Segundo o diretor presidente da Adaf, Hamilton Casara, essa integração simboliza o serviço de prevenção e controle das agências. O Governo do Amazonas através da agência de defesa está intensificando essa parceria para resguardar o interesse, o patrimônio dos produtores rurais e qualidade dos produtos fornecidos para o cidadão amazonense. 
 
“Esse trabalho da prevenção e do controle e a integração é importante, principalmente essa relocação da Barreira para Jundiá. É um trabalho de vigilância que vai está acontecendo paralelamente com técnicos e pesquisadores para que o Amazonas esteja em alerta e se antecipando de possibilidades com essa praga ou doenças”, comentou.
 
Ação inédita - Para Guilherme Pessoa, superintendente do MAPA do Amazonas, a iniciativa da unificação da barreira é inédita no Brasil e vai fortalecer o serviço de defesa agropecuária estadual, regional e nacional.
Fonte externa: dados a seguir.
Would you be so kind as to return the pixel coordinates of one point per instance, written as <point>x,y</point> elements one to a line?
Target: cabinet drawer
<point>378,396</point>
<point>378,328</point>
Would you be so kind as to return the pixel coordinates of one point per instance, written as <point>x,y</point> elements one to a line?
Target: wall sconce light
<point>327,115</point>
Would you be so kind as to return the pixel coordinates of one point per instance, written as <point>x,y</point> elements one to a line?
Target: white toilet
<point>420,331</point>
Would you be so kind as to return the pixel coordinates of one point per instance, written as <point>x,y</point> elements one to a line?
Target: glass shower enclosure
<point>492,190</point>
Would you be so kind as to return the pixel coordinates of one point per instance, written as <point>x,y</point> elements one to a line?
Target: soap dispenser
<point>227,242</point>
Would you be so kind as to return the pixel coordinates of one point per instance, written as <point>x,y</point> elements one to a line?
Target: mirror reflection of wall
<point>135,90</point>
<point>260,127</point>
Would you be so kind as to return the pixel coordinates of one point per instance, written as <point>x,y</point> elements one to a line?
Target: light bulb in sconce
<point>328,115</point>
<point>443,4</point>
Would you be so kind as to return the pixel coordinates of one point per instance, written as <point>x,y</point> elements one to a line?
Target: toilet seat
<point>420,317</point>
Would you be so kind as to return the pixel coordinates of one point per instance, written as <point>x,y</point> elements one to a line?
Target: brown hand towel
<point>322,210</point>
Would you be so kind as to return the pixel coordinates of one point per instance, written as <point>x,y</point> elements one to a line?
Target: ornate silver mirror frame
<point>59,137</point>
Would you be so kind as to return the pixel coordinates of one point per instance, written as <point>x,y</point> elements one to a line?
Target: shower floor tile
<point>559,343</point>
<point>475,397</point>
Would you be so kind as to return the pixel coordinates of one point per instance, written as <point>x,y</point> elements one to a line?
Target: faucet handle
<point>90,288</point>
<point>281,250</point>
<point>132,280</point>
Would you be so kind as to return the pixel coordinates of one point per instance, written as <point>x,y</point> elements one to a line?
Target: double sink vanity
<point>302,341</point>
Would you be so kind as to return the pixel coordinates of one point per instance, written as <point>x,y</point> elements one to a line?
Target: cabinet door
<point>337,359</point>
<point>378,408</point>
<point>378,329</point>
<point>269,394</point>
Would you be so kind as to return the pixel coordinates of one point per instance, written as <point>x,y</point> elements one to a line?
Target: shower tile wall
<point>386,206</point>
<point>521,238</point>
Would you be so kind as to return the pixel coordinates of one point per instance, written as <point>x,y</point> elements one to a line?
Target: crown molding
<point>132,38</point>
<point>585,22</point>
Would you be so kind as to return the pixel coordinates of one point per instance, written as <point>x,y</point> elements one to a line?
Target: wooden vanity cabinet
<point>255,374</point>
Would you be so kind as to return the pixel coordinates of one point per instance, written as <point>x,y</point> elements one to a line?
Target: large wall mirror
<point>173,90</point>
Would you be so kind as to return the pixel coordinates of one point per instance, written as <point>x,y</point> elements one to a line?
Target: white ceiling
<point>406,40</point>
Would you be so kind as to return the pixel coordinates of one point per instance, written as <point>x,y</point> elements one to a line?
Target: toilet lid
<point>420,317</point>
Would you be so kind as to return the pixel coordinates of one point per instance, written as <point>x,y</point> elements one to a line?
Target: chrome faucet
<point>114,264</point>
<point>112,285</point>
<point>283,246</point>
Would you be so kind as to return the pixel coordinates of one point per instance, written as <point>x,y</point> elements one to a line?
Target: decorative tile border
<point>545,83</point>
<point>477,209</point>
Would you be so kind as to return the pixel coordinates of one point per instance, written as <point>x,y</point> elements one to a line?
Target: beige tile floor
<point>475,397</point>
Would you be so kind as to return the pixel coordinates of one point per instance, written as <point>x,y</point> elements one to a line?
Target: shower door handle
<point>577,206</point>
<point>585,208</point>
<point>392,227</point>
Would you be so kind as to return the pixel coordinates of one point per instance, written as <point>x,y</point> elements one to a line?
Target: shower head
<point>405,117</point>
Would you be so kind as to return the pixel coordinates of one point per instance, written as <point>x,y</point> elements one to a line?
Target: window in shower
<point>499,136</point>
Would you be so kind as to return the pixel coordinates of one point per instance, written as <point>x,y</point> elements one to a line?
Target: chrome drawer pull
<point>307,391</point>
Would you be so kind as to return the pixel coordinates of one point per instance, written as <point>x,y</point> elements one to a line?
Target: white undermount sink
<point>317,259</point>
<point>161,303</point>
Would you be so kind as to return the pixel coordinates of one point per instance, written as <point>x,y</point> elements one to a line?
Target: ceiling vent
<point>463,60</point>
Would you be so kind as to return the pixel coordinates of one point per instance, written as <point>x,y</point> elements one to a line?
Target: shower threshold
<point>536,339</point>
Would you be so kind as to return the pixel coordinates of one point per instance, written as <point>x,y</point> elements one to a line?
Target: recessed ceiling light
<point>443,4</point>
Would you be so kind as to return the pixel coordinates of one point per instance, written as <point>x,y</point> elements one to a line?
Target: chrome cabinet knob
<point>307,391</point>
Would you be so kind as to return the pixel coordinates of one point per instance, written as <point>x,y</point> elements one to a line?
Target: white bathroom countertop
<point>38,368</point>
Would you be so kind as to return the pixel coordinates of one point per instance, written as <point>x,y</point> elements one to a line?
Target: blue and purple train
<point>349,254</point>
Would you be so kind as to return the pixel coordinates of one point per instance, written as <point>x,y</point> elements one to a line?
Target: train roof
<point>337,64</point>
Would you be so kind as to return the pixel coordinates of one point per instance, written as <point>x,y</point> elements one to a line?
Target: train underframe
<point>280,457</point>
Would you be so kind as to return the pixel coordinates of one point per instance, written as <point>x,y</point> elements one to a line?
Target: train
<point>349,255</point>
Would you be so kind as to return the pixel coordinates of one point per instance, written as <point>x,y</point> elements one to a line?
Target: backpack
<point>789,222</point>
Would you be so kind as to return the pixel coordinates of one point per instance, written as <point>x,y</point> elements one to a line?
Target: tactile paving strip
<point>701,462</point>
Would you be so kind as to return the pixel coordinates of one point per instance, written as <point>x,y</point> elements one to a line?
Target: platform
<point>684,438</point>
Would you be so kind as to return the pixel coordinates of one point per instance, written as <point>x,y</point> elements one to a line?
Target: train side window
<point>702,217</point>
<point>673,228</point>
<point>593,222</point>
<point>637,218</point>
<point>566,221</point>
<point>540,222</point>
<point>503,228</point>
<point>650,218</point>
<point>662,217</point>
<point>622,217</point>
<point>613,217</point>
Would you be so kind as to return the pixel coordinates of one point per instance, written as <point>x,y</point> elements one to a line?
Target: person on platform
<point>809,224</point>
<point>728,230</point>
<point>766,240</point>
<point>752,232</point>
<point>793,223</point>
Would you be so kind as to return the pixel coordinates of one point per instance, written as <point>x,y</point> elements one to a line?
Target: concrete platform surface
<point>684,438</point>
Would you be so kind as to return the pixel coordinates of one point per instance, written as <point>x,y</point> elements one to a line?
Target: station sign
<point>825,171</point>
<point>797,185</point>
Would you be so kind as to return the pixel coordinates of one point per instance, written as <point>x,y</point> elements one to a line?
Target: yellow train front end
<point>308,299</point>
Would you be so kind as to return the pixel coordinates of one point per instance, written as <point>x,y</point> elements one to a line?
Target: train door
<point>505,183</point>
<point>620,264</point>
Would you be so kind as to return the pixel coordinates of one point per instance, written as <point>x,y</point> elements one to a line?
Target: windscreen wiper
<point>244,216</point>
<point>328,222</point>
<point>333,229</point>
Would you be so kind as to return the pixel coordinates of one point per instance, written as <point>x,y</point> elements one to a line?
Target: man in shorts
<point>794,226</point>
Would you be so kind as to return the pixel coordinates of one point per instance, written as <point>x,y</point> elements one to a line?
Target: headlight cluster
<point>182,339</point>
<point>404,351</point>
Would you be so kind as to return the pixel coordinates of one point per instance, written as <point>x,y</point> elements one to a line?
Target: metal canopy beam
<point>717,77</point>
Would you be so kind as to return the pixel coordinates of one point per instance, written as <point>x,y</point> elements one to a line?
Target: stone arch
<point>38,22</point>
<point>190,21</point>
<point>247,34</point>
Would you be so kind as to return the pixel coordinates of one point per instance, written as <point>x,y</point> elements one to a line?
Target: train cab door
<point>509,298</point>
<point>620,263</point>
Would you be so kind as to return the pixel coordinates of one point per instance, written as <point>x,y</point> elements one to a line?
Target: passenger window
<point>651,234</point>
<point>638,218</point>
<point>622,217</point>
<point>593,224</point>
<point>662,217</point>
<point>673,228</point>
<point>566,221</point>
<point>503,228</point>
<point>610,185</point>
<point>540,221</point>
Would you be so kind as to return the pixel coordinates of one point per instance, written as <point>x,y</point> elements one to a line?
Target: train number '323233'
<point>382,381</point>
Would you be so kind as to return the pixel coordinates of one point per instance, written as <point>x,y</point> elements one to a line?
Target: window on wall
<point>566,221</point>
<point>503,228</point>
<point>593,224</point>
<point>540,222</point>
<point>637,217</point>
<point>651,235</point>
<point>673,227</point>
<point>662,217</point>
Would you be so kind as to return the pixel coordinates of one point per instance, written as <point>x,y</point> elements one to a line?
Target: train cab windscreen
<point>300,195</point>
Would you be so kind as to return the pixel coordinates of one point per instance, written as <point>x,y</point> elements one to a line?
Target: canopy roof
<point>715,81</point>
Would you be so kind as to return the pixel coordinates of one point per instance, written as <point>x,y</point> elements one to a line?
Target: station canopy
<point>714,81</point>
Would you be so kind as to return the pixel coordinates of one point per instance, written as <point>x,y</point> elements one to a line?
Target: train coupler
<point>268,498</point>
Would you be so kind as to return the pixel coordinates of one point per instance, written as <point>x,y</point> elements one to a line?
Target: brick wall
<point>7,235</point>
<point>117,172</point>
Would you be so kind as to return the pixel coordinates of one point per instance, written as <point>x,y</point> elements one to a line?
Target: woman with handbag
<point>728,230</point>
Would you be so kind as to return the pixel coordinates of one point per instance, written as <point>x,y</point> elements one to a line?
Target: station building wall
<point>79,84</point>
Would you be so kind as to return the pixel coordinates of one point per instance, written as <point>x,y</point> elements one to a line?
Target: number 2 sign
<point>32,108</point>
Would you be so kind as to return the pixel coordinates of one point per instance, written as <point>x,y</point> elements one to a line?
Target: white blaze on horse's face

A barreira passou a funcionar em regime de plantão de 24 horas no posto de Jundiá nesta quarta-feira, 25.
 
“Essa unificação é inédita dentro do país. No passado, nós tínhamos uma barreira no estado do Amazonas e uma em Roraima. O recurso era passado para as duas barreiras e, a partir de agora, nós vamos minimizar aplicação desses recursos, otimizando esses recursos em uma só unidade operacional”, comentou.